Boosting Self Esteem

‘into every life a little rain must fall’ and this can lead to us feeling less than confident and watching our self-esteem diminish minute by minute, hour by hour, and day by day.

Your self-esteem and mine for that matter is linked to the way we see ourselves and how we interact with the wider world and having poor self-esteem can be seriously debilitating, leading to psychological distress and under achievement.

Your poor self-esteem can be overcome however if you can accept the role your own thoughts play in locking the negativity in place and work to change them.

If we go back to the opening statement in this article we can begin to overcome low self-esteem by simply accepting that in everyone’s life there will be good days and bad days, happy moments and sad ones and that all of these experiences are mostly unavoidable and necessary when living life to the full.

So what can we do? Here are a few pointers in brief.

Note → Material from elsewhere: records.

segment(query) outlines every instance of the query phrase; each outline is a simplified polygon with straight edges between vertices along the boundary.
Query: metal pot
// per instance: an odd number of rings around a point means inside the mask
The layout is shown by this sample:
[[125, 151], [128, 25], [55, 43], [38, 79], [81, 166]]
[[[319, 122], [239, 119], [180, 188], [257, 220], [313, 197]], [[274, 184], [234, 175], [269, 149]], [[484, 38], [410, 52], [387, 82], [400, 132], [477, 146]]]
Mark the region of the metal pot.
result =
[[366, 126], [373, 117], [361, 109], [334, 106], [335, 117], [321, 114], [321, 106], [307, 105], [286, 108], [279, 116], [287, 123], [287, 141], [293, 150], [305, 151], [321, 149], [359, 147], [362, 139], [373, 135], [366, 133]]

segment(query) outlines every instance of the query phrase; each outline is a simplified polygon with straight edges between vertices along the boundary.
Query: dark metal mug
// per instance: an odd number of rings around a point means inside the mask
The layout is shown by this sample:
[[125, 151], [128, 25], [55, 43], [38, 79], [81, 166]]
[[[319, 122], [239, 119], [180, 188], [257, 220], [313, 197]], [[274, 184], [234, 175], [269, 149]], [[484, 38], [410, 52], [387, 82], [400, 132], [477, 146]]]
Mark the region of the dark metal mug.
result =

  • Positive Listing. Take time to write down all of the things that you are good at or have achieved in your life so far. Do you check on an elderly neighbour or relative? Are you good with children or great at cooking? Is your garden a bright spot in the neighbourhood or do you compliment people on their good points? This list could go on forever so I’ll stop there and give you time to make your own long list. If you are reticent to write stuff down then you must challenge this and give the exercise plenty of time. Add to it each day for a week and then review it as often as you can, adding to it continually as you see fit. This is another reason why keeping a journal is a good as you could record them in this and review them each and every day.
  • Proper Selfishness. It was Charles Handy who first coined the above phrase. Put simply it is having time to engage in your own pleasure giving activities. If you find it difficult to accept that you should have enjoyable time to yourself then ask why. Are other people more important than you? The answer is no! Now plan something pleasurable for yourself. If you need more Jumingconvincing, consider the surgeon who is about to operate on you. Would you rather he had just worked for twelve hours without a break or anything to eat or drink, or would you rather he had enjoyed a stress free day with a good meal and friendly conversation before he scrubs up? The fact is the surgeon would be better able to help you if he had helped himself. Put this analogy to good use.
  •  Reviewing Failure. It is necessary to accept that we will not always succeed or win first time and how we view this when it happens is key to maintaining good levels of confidence and self-esteem. If we do fail at something we might do well to consider if eventual success here is going to feed into our self-esteem before we continue. If it is, then it would be wise to learn from our mistakes and carry on. If we honestly think that we could be spending the time more productively elsewhere then we need not hesitate in moving onto this instead. The danger is in moving onto the new project and creating justifications for this.
  • Social Circle. Consider for a moment who are the people that you spend most of your time with. Think of your friends, your family and your work colleagues. Now ask yourself which of these people you consistently enjoy the company of. Which of these irritate you? Which of these freely engage in criticism of you and others? Which of these leave you feeling less of value after spending time with them than you felt before? Now consider the opposite. Which of these folks that you are close to bring enjoyment to you when you are together? Which of them compliments you with no agenda of their own? Which of these people are happy for you to be the centre of attention and for you to hold court once in a while? It shouldn’t be difficult after doing this exercise to recognise who you should be spending the most time with and you should be expending your valuable time and effort upon.
  • Self Referential Behaviors. Begin to examine the way you talk to others about yourself and how you talk to yourself. This can be most enlightening. First of all try to notice each and every time you use words like ‘I’ and ‘me’, or ‘mine’. This only helps you to lock in the focus you have on yourself and the attention and time you spend making yourself your own centre of attention. Try to aim this focus elsewhere and communicate without the need for these self-references. Then look at how you talk to yourself. Do you criticise yourself in a way that you wouldn’t accept from others or make insulting remarks that you would never say to anyone else? It is important to begin eliminating this by noticing it as it happens and changing this internal dialogue.

Use this article as a guide to measuring your own self-esteem and adopting the right changes to boost the same. More pointers will be along soon.